Pitch Perfect: The History and Influence of the Pitchfork 10.0

“Ah, fuck, shit, ahhhhh,” groans Fiona Apple, flubbing a line amid the hypnotic junk-drawer clatter of “On I Go,” and maybe it’s here, with only 70 seconds to go on the last song, where her first new album in eight years finally achieves perfection. Apple is an immensely beloved figure, and an avatar for turning self-quarantined unease into ferocious transcendence, and the mid-April release of Fetch the Bolt Cutters, only her fifth full-length in a nearly 25-year career, was bound to trigger a critical rapture so intense that it has already inspired at least one think piece about the profound alienation of not liking it.
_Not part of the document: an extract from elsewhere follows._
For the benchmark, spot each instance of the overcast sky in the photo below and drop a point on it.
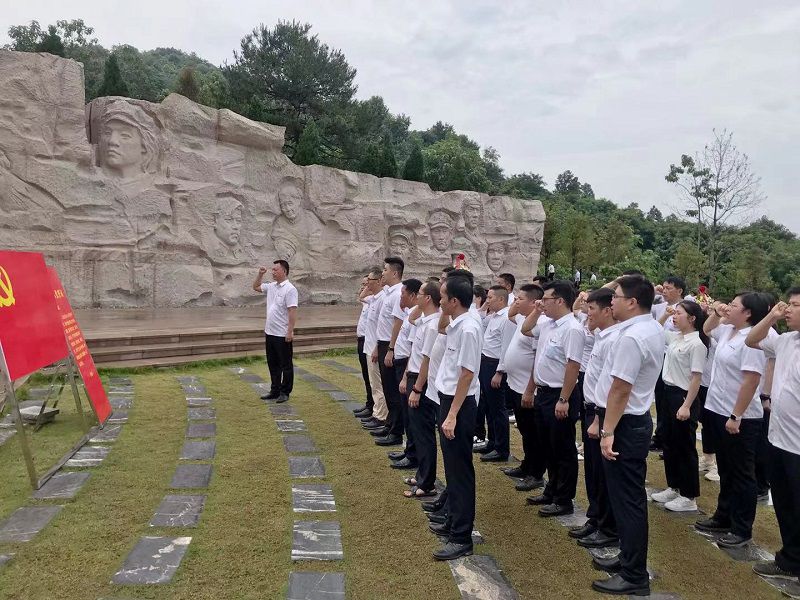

But the record, in all its chaotic focus and feral tenderness, still got one unexpected reaction: It inspired the first real-time Pitchfork 10. 0 review in almost a decade. “The very sound of Fetch the Bolt Cutters,” wrote contributing editor Jenn Pelly on the album’s April 15 release day, “dismantles patriarchal ideas: professionalism, smoothness, competition, perfection—aesthetic standards that are tools of capitalism, used to warp our senses of self. ” Pitchfork, the most vital and polarizing rock-critic publication of its era, itself dates back to the mid-’90s, and has mutated a solid half-dozen times at least, from one-man online zine to multimillion-dollar Condé Nast publication, from disruptor to standard-bearer, its base of operations shifting from Minnesota to Chicago to its current NYC offices in One World Trade Center.